Solus também ficou profundamente triste com a notícia, sentindo-se responsável pela morte de Jormun. Ele estivera do lado errado da guerra, mas fora um bom homem.
“Droga. Thrud perder o marido não é necessariamente algo bom.” disse Sylpha, atraindo para si os olhares de ódio de Lith e Tyris. “O luto pode torná-la descuidada, mas também pode torná-la impiedosa.
“Devemos agir com cautela. Se pressionarmos demais agora, ela pode decidir sair com um estrondo após envenenar as terras que controla. Se isso acontecer, o Reino levará décadas para se recuperar e as perdas humanas seriam incalculáveis.”
“Concordo.” Milea assentiu. “O Império ajudará vocês a reparar Belius e manter as forças de Thrud sob controle. Foquem em encontrar o gatilho de destruição do Grifo Dourado.”
Kamila notou o fogo nos olhos de Lith, suas escamas e sua garganta. Estava feliz por tê-lo de volta, mas ainda tinha medo de perdê-lo. Quando ele tentou se levantar para dizer umas verdades à Rainha, Kamila o empurrou suavemente de volta ao chão.
“Eu não sei o que aconteceu, mas por favor, fique calmo. Você ouviu a Quylla. Precisa descansar e não está em condições de enfrentar o Reino inteiro.” Lith estava prestes a responder quando viu o quanto ela estava preocupada.
‘Se eu tivesse hesitado, agora Jormun estaria vivo e Kami estaria de luto pela minha morte. Então por que me sinto tão culpado por estar vivo?’ a indignação de Lith se dissipou e o cansaço o dominou outra vez.

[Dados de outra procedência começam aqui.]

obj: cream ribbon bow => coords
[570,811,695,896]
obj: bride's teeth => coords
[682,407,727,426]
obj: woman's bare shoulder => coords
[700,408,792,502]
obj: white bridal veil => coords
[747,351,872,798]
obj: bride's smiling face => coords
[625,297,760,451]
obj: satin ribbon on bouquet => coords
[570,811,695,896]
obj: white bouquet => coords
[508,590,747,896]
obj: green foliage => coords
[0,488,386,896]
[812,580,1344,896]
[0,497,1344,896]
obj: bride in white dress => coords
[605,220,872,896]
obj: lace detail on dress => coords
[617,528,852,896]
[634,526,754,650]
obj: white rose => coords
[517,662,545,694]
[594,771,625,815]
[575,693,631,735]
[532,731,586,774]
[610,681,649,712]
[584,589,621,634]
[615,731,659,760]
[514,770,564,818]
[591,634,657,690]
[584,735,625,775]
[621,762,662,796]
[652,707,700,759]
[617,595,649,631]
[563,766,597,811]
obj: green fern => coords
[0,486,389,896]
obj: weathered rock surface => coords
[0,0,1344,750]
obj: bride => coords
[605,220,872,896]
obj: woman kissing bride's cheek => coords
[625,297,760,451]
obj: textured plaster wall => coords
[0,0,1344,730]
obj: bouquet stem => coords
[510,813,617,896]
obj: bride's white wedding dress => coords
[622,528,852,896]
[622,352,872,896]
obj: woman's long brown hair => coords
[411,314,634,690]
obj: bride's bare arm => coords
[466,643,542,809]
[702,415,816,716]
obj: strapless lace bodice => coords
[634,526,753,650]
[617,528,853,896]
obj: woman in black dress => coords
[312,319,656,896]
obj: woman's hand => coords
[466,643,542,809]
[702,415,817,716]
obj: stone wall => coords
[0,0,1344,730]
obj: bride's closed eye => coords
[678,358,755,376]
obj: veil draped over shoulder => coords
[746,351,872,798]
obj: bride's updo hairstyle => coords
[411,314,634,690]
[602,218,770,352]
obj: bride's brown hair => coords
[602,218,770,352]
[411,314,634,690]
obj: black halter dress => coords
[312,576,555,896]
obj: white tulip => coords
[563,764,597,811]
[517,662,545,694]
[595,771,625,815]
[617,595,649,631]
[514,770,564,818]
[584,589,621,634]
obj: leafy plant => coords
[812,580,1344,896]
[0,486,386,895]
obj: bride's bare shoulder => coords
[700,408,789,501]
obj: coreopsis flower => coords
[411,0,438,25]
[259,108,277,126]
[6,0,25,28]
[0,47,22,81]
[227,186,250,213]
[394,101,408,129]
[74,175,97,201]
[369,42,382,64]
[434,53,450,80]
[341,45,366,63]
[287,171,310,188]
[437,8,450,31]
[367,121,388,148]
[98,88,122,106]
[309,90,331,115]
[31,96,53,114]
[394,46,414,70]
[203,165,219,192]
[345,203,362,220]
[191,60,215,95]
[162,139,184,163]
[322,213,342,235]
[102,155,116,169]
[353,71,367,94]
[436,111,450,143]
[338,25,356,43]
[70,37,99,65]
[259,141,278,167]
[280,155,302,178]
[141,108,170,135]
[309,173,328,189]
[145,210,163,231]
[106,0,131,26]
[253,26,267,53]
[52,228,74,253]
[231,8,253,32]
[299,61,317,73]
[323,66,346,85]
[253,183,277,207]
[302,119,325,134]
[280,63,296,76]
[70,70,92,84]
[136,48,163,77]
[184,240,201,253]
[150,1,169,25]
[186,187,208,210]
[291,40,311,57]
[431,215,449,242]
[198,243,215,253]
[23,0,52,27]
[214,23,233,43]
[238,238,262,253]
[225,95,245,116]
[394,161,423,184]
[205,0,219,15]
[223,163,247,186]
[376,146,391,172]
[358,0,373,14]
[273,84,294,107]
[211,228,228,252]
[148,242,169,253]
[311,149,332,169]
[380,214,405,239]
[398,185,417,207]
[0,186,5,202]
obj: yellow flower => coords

“Vossa Majestade, Imperatriz.” Vladion fez uma breve reverência para ambas. “Sem ofensas, mas não estou interessado em política. Todos nós cumprimos nossa parte do acordo e exijo passagem segura de volta às minhas terras.”
“É claro.” Tyris assentiu, abrindo um Portal Espiritual e fazendo todos gemerem.

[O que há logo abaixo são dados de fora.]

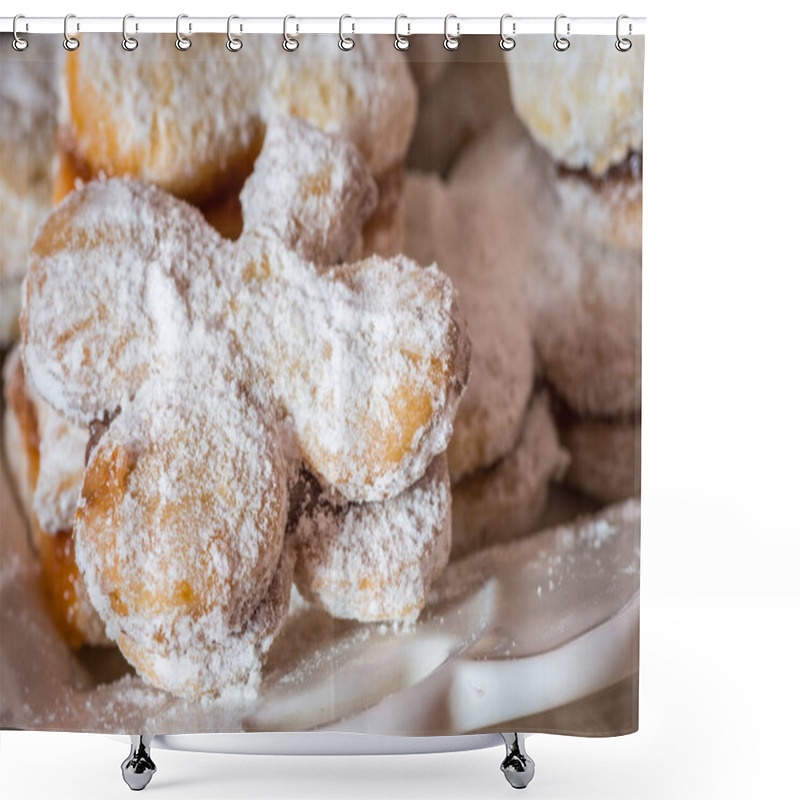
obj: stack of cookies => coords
[0,34,642,696]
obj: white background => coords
[0,0,800,800]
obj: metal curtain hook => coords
[339,14,356,50]
[64,14,81,53]
[11,14,29,53]
[175,14,192,50]
[225,14,244,53]
[614,14,633,53]
[122,14,139,53]
[394,14,411,50]
[283,14,300,53]
[442,14,461,50]
[500,14,517,51]
[553,14,569,53]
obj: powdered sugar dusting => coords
[229,237,469,501]
[241,115,378,264]
[290,456,451,621]
[33,392,89,534]
[75,376,288,694]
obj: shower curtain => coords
[0,33,644,736]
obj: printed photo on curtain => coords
[0,33,644,736]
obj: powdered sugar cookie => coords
[554,154,642,253]
[451,120,642,416]
[241,116,378,265]
[406,36,514,175]
[291,455,451,622]
[4,349,111,649]
[559,415,642,503]
[75,381,288,695]
[506,36,644,175]
[23,140,469,501]
[62,34,416,245]
[536,236,642,416]
[0,35,57,346]
[406,115,549,484]
[452,394,569,558]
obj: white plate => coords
[0,462,639,736]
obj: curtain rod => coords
[0,14,645,36]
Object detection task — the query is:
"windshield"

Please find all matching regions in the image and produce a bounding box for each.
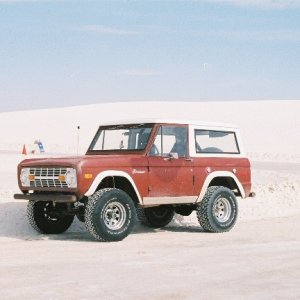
[89,124,153,151]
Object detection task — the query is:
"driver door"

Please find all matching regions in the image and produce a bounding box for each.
[144,125,197,205]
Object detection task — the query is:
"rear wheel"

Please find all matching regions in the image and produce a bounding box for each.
[137,206,174,228]
[27,201,74,234]
[84,188,136,242]
[197,186,238,232]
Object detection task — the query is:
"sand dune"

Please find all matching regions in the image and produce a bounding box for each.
[0,101,300,299]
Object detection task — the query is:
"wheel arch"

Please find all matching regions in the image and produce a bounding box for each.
[196,171,245,202]
[85,170,142,204]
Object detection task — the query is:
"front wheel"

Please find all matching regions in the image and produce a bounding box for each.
[27,201,74,234]
[84,188,136,242]
[137,206,174,228]
[197,186,238,232]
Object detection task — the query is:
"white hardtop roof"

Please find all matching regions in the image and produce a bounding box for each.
[100,118,238,129]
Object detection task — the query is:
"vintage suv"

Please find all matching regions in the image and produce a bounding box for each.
[14,120,254,241]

Seguir e emboscar o Primogênito Vampiro e os Olhos tinha acabado de passar de extremamente difícil para suicídio.
“Obrigado pela ajuda, Lorde Vladion.” Milea retribuiu a reverência. “Espero que o Império também possa contar com sua colaboração no futuro.”
“Veremos.” ele assentiu. “Já ouvi muitos humanos fazendo promessas vazias. Vou julgá-los por suas ações e responder na mesma moeda.”
Então, Vladion se voltou para Lith.
“Quer ficar aqui ou nos acompanhar?”
“Ir.” ele arfou mais do que falou.
“Ótimo.” Tyris o ergueu do chão em um colo de princesa, como se ele não pesasse nada. “Vamos, Kamila.”
“Espere, vocês vão mesmo partir?” perguntou Inxialot.
“Claro, eu vou onde o bebê vai.”
“Não você, mulher espalhafatosa! Quero dizer Lith. Preciso da ajuda dele!”
“Vai ter que esperar.” Tyris arqueou uma sobrancelha, confusa. Liches eram um mistério até mesmo para os Guardiões.
“Já convidei sua esposa, mas vou repetir a oferta só para garantir. Vocês dois estão convidados para minha casa de campo para conversarmos. Pode trazer sua amante/guarda-costas/seja-lá-o-que-for, se isso fizer você se sentir seguro.” Suas palavras rudes deixaram todos pálidos de medo, mas Tyris apenas riu, divertindo-se com o mal-entendido.